どちらもはてブで少し盛り上がった話題なのだが、一方では机上の議論で大きな可能性を封殺したエリートたちを嘲笑し、他方では市場の洗礼による淘汰を拒否して、そういうものが世に出ること自体を許さない。たぶん、それぞれ別の人がコメントしているのだろうが……。

AT&T幹部の懸念はマクロでは外れたが、ミクロでは現実のものとなっている。問題は確かにあった。が、利益の方が大きいから、社会に受け入れられた。だいたい、利益というのは薄く広く作用し、不利益は狭く深く作用する。だから、懸念を強調すれば、たいてい利益を訴える側より説得力があるように聞こえるものだ。

大上段に構えて頭ごなしに否定するのではなく、消費者問題として小さく捉え直して、商売自体は認めるべきだ。「飲むヒアルロン酸」とか、散々テレビCMをやっているじゃないか。「宣伝文句に一定の枷をはめて、その枠内なら消費者に自分たちを信じさせようとするのは勝手」という仕組みでは不満なのか? 既に大々的に商売をしている「飲むヒアルロン酸」より、市場に受け入れられずに滅び去る可能性も十分にある新商売を潰すことに関心が向く感覚が、私にはわからない。

倫理的な心配というのも、既に散々行われている適性検査や性格検査と比べて、どうなのか。それらの検査は、「自分の生来の長所と短所を認識し、自分に合った選択をするための資料」として使われているじゃないか。実質的にDNA検査と何が違うのか。「経験的な確率の高低の問題に過ぎない」という1点さえ、きちんと説明されるなら、その先は受け手のリテラシーの問題だろう。「誤解を生む」なんて理由で他人の商売を叩き潰す世の中で、本当にいいのかね。

『脳トレ』とか、数百億円も動いたわけだ。そして現に、脳年齢は誤解されまくっている。たまたま、ああいうゲームが苦手だっただけの人が、「脳が老化している」と大勢にいわれてショックを受けた。で、そういう側面にばかり注目するなら、あんなゲームは回収すべきだ、となるだろう。でも、そうは考えないわけだ。性格検査だってそうだよ。ずいぶん誤解されている。だからといって、社会から撲滅すべきなのか?

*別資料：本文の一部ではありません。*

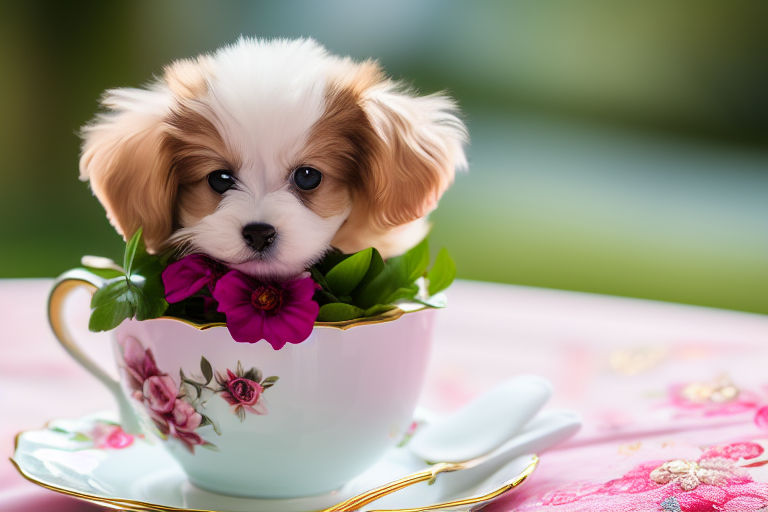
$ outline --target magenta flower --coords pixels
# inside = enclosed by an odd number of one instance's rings
[[[163,270],[165,299],[181,302],[204,287],[213,293],[218,279],[227,271],[221,263],[202,254],[190,254],[171,263]]]
[[[312,332],[320,306],[312,300],[317,284],[299,277],[280,284],[262,283],[237,270],[219,279],[213,298],[227,317],[235,341],[266,340],[280,350],[286,343],[301,343]]]

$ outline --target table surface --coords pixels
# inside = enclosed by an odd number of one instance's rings
[[[0,450],[111,399],[58,346],[47,279],[0,280]],[[758,511],[768,507],[768,317],[457,282],[438,313],[422,404],[453,410],[516,374],[554,385],[583,430],[489,511]],[[87,315],[85,297],[73,315]],[[85,323],[83,321],[83,323]],[[108,359],[104,335],[88,341]],[[0,464],[0,509],[101,510]],[[767,509],[768,510],[768,509]]]

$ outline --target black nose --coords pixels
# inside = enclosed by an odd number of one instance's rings
[[[274,226],[264,224],[263,222],[253,222],[243,227],[243,238],[251,248],[257,251],[263,251],[275,241]]]

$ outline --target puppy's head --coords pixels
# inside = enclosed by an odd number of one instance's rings
[[[241,39],[102,104],[80,175],[115,228],[262,277],[301,272],[331,245],[407,248],[465,165],[450,99],[312,40]]]

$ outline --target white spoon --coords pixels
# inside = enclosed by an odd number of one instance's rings
[[[552,386],[535,375],[509,379],[416,432],[408,449],[428,462],[459,462],[492,451],[549,400]]]
[[[457,472],[482,466],[476,470],[471,481],[477,482],[483,475],[492,473],[524,449],[536,444],[539,438],[551,442],[560,436],[572,435],[575,430],[564,428],[564,422],[549,418],[533,424],[531,433],[517,445],[504,444],[536,415],[551,394],[549,383],[535,376],[520,376],[502,383],[484,393],[458,412],[428,425],[417,432],[409,449],[427,462],[443,461],[426,470],[408,475],[376,489],[345,500],[326,512],[356,510],[394,491],[404,489],[418,482],[430,481],[443,472]],[[569,418],[570,420],[571,418]],[[568,422],[570,426],[570,421]],[[578,429],[578,425],[575,427]],[[498,453],[494,451],[504,444]],[[489,466],[483,463],[488,460]],[[467,485],[469,479],[461,480]]]
[[[581,419],[571,411],[544,411],[491,453],[466,461],[457,470],[441,473],[432,485],[413,485],[382,497],[375,508],[409,508],[456,496],[486,495],[489,489],[501,488],[499,482],[519,476],[519,468],[514,469],[515,463],[511,461],[525,466],[524,461],[530,462],[530,456],[523,454],[541,453],[570,438],[579,428]]]

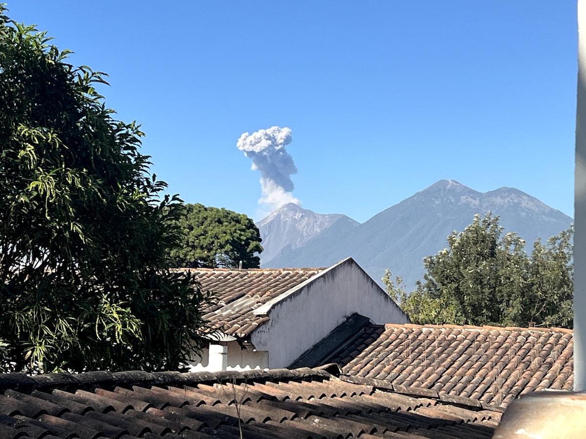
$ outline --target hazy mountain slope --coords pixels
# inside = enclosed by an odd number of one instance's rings
[[[285,204],[256,223],[263,238],[261,265],[264,266],[275,256],[303,246],[334,225],[342,232],[358,224],[345,215],[322,215],[293,203]]]
[[[567,228],[572,219],[517,189],[481,193],[454,180],[440,180],[343,234],[323,234],[301,248],[268,260],[263,266],[325,266],[349,256],[376,280],[386,268],[408,288],[423,273],[423,258],[447,246],[447,236],[461,231],[476,213],[492,210],[506,231],[515,231],[531,251]]]

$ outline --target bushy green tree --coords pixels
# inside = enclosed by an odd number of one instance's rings
[[[177,200],[148,172],[103,74],[0,6],[0,345],[5,371],[176,369],[202,345],[192,280],[168,270]]]
[[[178,222],[180,245],[171,251],[177,267],[258,268],[260,232],[243,214],[203,204],[185,204]]]
[[[571,327],[573,231],[546,245],[537,240],[529,257],[516,234],[503,235],[498,217],[476,215],[448,237],[448,248],[424,259],[427,272],[410,294],[388,270],[383,280],[415,323]]]

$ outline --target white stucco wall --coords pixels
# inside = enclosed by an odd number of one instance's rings
[[[379,324],[408,321],[349,258],[256,310],[270,320],[253,332],[251,341],[270,353],[271,369],[287,367],[355,313]]]
[[[266,369],[268,367],[268,352],[250,349],[243,349],[238,342],[228,342],[227,371],[248,371],[251,369]],[[209,364],[209,349],[202,351],[201,358],[188,361],[190,372],[217,372],[219,370]]]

表現の自由とかいっている人も、なぜか自分にとって目新しいものへの不安は、最大限どぎつい言葉で拒絶することが少なくない。仮に、直接には、メリットよりデメリットの方が大きかったとしてもさ、それが世に出ることすら許さないなんてのは、おいそれと主張できることではないと思うのだが。

新しいアイデアや商売を「世に問うことすら許さない」ラインは、きわめて慎重に引き、かつ平等に適用するのでなければ、気まぐれな世間様(の常識とかいうもの)を恐れて萎縮する、息苦しい社会になってしまう。